Introduction: Cytochrome P-450 (CYP1A1) belongs to the superfamily of catabolic enzymes metabolizing endo- and exogenous substrates such as: lipid acids, sterols, sexual steroids, glucocorticosteroids, vitamin D, leukotriens and metabolites of vitamin A. There are two known mutations described in CYP1A1 intensifying its activity: m1 – thymine to cytosine transition (T→C) at position 6235, and m2 – adenine to guanine transition (A→G) at position 4889. M1 and m2 mutation lead to rising CYP1A1 activity. This mutation leads to diminution of biological action of natural retinoids by their fast conversion to inactive metabolites. The retinoid deficiency disturbs sebaceous gland activity, which plays one of the most important roles in aetiopathogenesis of acne.
Aim: To determine the connection between m1 and m2 CYP1A1 gene mutations and the occurrence and severity of acne vulgaris.
Material and methods: Forty (40) patients with acne vulgaris symptoms or anamnesis and 40 healthy volunteers without acne in anamnesis (older than 20 years old in both groups) were clinically evaluated according to Cunliffe and Burke’s scale. CYP1A1 polymorphism was analyzed by polymerase chain reaction (PCR) and restriction fragment length polymorphism (RFLP) in case of m1 mutation and allele-specific PCR in case of m2 mutation.
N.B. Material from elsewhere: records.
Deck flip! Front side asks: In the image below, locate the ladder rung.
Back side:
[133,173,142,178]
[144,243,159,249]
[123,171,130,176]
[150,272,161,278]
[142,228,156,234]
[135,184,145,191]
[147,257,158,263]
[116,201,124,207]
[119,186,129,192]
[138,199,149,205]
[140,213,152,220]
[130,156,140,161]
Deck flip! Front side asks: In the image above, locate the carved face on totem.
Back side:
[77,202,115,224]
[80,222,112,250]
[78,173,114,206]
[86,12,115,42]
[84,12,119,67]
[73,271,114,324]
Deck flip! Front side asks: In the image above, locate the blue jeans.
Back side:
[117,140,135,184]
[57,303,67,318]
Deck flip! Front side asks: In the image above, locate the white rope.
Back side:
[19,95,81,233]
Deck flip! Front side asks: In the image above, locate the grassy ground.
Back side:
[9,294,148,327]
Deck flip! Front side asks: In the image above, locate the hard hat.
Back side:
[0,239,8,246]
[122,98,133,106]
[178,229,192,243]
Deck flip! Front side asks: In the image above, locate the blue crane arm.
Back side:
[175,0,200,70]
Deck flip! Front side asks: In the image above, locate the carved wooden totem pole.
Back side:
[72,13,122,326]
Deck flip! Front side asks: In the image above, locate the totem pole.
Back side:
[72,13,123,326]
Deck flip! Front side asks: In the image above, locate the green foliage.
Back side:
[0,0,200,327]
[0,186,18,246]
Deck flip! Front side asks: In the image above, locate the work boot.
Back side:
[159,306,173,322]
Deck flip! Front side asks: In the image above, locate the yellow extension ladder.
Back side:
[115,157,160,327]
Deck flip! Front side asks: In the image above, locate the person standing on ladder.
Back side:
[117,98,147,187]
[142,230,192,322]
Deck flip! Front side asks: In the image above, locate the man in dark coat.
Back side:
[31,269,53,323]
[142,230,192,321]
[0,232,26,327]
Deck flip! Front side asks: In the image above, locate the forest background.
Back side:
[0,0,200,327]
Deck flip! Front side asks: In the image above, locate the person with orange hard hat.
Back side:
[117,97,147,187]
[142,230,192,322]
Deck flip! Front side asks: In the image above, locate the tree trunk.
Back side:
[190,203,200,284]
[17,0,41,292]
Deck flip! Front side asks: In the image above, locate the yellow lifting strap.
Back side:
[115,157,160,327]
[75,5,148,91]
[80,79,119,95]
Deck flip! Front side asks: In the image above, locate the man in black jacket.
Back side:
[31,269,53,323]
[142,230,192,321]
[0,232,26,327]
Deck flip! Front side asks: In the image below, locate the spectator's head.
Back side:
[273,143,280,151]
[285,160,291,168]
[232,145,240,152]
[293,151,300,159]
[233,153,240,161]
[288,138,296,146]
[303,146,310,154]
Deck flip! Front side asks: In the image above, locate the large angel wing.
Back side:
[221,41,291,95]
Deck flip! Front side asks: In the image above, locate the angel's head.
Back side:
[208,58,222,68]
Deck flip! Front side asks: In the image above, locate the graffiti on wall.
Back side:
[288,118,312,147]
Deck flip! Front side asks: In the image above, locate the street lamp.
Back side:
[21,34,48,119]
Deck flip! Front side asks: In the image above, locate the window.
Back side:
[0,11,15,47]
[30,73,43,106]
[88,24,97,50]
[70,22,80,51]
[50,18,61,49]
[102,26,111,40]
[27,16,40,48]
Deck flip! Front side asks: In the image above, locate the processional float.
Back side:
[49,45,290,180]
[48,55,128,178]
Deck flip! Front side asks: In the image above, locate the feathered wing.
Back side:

Results: The T to C transition (m1) was observed in 20% of patients (8/40), the A to G transition (m2) in 15% of patients (6/40). Both mutations were detected in 6 patients (75%) of patients with any mutation. There was no positive correlation between incidence of mutation and severity of acne. The m1 mutation was detected in 10% of healthy volunteers (4/40), m2 – in 7.5% (3/40). Only one person carries both mutations.
Conclusions: Two times higher incidence of CYP1A1 m1 and m2 mutations and frequently higher coexistence of both mutations in the group of patients with acne seems to indicate significant role of CYP1A1 polymorphism in aetiopathogenesis of that skin disorder. Further investigations are required to yield more information on this field.